Des dizaines de manifestants se sont réunis sous une pluie battante devant l’immeuble en soutien à ceux qui occupaient le pavillon. La tension est ensuite progressivement montée, poussant le Service de police de la Ville de Montréal (SPVM) à faire usage de gaz irritant et à charger la foule.

« Les étudiants ont occupé et bloqué le pavillon de l’administration James en protestation à l’escalade actuelle à Rafah et du génocide qui a lieu à Gaza », dit Sandra*, venue manifester avant l’arrivée de la police.

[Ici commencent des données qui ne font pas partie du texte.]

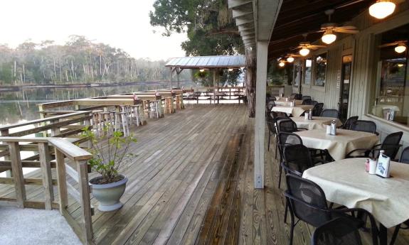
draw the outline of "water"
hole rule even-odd
[[[195,87],[192,82],[181,82],[181,86]],[[19,91],[0,92],[0,126],[40,118],[37,104],[116,94],[136,91],[165,89],[169,82],[145,82],[132,85],[113,85],[91,87],[23,88]]]

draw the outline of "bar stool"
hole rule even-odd
[[[102,126],[101,125],[101,112],[103,112],[102,110],[95,110],[92,111],[92,129],[95,130],[97,135],[98,136],[102,136]]]
[[[115,112],[115,131],[122,131],[124,136],[127,137],[129,135],[129,127],[128,119],[127,119],[127,112]]]
[[[112,135],[114,132],[114,119],[115,119],[115,113],[112,114],[112,111],[102,111],[99,113],[102,121],[102,126],[107,127],[107,134],[108,136]]]

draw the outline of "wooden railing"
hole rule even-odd
[[[87,151],[73,144],[78,138],[61,138],[52,137],[0,137],[0,141],[8,147],[9,160],[3,160],[3,167],[11,169],[12,178],[1,178],[1,184],[14,185],[16,198],[0,197],[0,205],[11,205],[18,207],[32,207],[46,209],[59,209],[83,244],[92,244],[90,188],[88,183],[89,168],[87,160],[92,156]],[[39,160],[22,160],[21,148],[30,143],[30,150],[34,146],[38,152]],[[54,160],[55,159],[55,160]],[[26,178],[23,168],[40,168],[41,178]],[[52,178],[52,169],[56,171],[57,179]],[[67,182],[69,176],[71,185]],[[42,185],[43,200],[28,200],[26,185]],[[58,202],[53,186],[57,185]],[[78,186],[78,190],[75,186]],[[80,221],[78,222],[68,212],[68,195],[80,206]]]

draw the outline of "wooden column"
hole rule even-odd
[[[255,188],[264,188],[265,81],[267,80],[267,54],[268,41],[257,41],[254,134],[254,185]]]
[[[18,207],[24,207],[26,187],[24,186],[24,176],[23,175],[23,167],[21,165],[21,158],[20,158],[20,146],[18,146],[18,142],[9,143],[9,151],[10,151],[10,160],[11,160],[11,170],[14,179],[17,206]]]
[[[43,175],[43,187],[44,188],[44,203],[46,209],[51,210],[52,203],[54,201],[54,191],[53,190],[53,178],[51,175],[51,156],[48,151],[48,143],[38,143],[38,153],[40,154],[40,165]]]

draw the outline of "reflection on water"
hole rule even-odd
[[[191,82],[181,82],[184,87],[194,87]],[[21,120],[40,118],[36,104],[60,100],[93,97],[135,91],[160,89],[169,87],[168,82],[148,85],[115,85],[92,87],[47,87],[22,89],[16,92],[0,92],[0,125],[15,124]]]

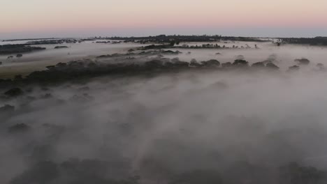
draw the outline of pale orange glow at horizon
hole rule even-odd
[[[326,0],[1,0],[0,6],[0,33],[327,25]]]

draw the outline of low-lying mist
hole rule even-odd
[[[280,167],[327,169],[326,77],[201,70],[29,86],[1,101],[15,110],[0,114],[0,182],[300,183]],[[320,183],[317,173],[303,183]]]

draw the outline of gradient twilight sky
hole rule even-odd
[[[327,36],[327,0],[0,0],[0,39]]]

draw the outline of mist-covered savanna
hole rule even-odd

PHOTO CHARLES WILLIAM PELLETIER, COLLABORATION SPÉCIALE

Manifestant agitant un drapeau palestinien

Elle explique que les étudiants n’ont « pas eu le choix » de prendre des « mesures exceptionnelles » face au refus de McGill de répondre aux demandes des occupants du campement sur le campus McGill.

Zeyad fait lui partie du regroupement Solidarité pour les droits humains des Palestiniens et Palestiniennes de l’Université Concordia. Comme beaucoup de manifestants, il a répondu à l’appel lancé sur les réseaux pour venir soutenir les étudiants barricadés.

« L’esprit étudiant et du monde ne s’arrêtera jamais tant que l’Université est complice, dit-il. La complicité avec le génocide ne sera jamais normalisée. »

Les étudiants souhaitaient alors occuper l’immeuble aussi longtemps que l’Université ne s’engageait pas à rompre ses liens financiers avec l’État israélien. Des policiers ont alors été dépêchés sur les lieux à la demande de l’Université McGill, selon Radio-Canada.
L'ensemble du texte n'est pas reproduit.